Middle East respiratory syndrome (MERS) is a lethal respiratory disease with its first case reported back in 2012 (Jeddah, Saudi Arabia). It is a novel, single-stranded, positive-sense RNA beta coronavirus (MERS-CoV) that was isolated from a patient who died from a severe respiratory illness. Later, it was found that this patient was infected with MERS. MERS is endemic to countries in the Middle East regions, such as Saudi Arabia, Jordan, Qatar, Oman, Kuwait and the United Arab Emirates. It has been reported that the MERS virus originated from bats and dromedary camels, the natural hosts of MERS-CoV. The transmission of the virus to humans has been thought to be either direct or indirect.

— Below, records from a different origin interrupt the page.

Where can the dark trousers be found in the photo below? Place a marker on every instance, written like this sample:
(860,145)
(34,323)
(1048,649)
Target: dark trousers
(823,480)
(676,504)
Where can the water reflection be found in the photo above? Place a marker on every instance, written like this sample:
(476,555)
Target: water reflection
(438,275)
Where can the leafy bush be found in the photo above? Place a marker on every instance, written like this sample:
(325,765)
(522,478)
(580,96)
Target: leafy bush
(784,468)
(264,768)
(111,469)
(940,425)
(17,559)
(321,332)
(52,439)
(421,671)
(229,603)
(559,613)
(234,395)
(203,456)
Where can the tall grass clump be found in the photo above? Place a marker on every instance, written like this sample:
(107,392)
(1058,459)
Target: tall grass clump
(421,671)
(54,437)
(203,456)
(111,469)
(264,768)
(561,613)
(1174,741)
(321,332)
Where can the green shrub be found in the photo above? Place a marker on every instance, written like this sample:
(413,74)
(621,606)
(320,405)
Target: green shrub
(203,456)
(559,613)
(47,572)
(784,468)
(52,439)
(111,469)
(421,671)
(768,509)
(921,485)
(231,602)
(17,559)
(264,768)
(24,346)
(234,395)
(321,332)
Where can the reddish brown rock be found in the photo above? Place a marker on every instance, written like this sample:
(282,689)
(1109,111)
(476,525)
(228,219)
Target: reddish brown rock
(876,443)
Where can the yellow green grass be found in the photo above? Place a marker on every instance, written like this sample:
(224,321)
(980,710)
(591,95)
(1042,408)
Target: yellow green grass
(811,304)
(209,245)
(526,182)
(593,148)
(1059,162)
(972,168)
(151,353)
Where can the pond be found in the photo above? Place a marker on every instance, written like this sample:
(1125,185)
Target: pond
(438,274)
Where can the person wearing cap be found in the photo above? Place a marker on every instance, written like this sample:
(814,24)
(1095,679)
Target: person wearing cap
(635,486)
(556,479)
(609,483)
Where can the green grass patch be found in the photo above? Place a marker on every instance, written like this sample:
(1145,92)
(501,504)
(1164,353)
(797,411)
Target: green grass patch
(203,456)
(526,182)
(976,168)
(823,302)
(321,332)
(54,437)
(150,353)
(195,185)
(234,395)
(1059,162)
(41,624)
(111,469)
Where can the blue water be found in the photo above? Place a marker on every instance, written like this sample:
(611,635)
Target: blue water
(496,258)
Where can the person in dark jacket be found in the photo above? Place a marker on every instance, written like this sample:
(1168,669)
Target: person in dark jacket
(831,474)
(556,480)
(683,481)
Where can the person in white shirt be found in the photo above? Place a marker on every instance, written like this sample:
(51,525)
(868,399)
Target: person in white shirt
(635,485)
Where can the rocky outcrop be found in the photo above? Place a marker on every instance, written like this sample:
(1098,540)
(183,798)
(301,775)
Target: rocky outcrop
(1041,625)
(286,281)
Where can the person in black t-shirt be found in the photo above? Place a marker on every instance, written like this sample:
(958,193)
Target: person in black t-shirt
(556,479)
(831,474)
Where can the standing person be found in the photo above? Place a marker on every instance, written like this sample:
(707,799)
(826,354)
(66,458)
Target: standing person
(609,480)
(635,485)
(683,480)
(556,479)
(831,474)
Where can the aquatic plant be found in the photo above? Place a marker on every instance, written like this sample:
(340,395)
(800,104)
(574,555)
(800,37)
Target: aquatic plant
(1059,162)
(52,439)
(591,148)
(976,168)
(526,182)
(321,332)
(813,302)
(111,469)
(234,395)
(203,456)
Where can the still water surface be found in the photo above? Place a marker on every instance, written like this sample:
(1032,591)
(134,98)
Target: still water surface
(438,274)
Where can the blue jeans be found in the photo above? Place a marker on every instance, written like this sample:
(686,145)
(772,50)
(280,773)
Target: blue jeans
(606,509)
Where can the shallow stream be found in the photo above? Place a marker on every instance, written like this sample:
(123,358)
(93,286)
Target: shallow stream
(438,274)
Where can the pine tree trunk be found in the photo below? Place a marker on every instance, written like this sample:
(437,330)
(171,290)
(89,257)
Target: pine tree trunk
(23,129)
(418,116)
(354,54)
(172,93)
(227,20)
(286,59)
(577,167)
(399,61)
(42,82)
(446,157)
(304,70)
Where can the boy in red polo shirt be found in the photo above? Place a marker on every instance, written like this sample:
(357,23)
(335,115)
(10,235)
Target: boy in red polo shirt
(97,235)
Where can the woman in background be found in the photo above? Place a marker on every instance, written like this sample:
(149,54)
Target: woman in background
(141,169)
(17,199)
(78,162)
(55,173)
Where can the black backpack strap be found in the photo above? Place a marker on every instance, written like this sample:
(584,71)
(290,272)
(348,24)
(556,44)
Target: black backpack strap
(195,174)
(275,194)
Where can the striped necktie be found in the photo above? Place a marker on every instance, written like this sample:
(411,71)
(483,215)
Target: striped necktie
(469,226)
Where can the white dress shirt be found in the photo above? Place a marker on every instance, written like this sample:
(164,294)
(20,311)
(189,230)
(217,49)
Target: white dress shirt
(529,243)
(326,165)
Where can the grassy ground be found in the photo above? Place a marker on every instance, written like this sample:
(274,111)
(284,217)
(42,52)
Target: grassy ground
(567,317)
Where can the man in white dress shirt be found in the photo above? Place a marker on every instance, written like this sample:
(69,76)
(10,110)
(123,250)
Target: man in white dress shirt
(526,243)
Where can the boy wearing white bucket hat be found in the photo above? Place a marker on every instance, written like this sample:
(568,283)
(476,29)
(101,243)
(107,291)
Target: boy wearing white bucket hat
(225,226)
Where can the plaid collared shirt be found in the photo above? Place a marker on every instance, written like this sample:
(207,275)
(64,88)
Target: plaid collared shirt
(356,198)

Few camel-to-human transmissions were reported earlier. However, the mode of transmission of how the virus affects humans remains unanswered. Moreover, outbreaks in either family-based or hospital-based settings were observed with high mortality rates, especially in individuals who did not receive proper management or those with underlying comorbidities, such as diabetes and renal failure. Since then, there have been numerous reports hypothesising complications in fatal cases of MERS. Over the years, various diagnostic methods, treatment strategies and preventive measures have been strategised in containing the MERS infection. Evidence from multiple sources implicated that no treatment options and vaccines have been developed in specific, for the direct management of MERS-CoV infection. Nevertheless, there are supportive measures outlined in response to symptom-related management. Health authorities should stress more on infection and prevention control measures, to ensure that MERS remains as a low-level threat to public health.
中东呼吸综合征(MERS)是一种致命的呼吸道疾病,其首例病例于 2012 年在沙特阿拉伯的吉达报告。它是一种新型的、单链、正链 RNA β 冠状病毒(MERS-CoV),是从一名死于严重呼吸道疾病的患者中分离出来的。后来发现,该患者感染了 MERS。MERS 是中东地区国家的地方性疾病,如沙特阿拉伯、约旦、卡塔尔、阿曼、科威特和阿拉伯联合酋长国。据报道,MERS 病毒起源于蝙蝠和单峰骆驼,这是 MERS-CoV 的天然宿主。该病毒向人类的传播被认为是直接的或间接的。早些时候有报道称少数骆驼传染给人类的病例。然而,病毒如何影响人类的传播模式仍未得到解答。此外,在家庭或医院环境中观察到暴发,死亡率很高,尤其是在未接受适当治疗或患有糖尿病和肾衰竭等潜在合并症的个体中。从那时起,有许多报告假设 MERS 致命病例存在并发症。多年来,为了控制 MERS 感染,已经制定了各种诊断方法、治疗策略和预防措施。来自多个来源的证据表明,没有针对 MERS-CoV 感染的特定治疗方法或疫苗被开发出来。然而,已经制定了针对症状相关管理的支持性措施。卫生当局应更加重视感染和预防控制措施,以确保 MERS 对公众健康的威胁保持在低水平。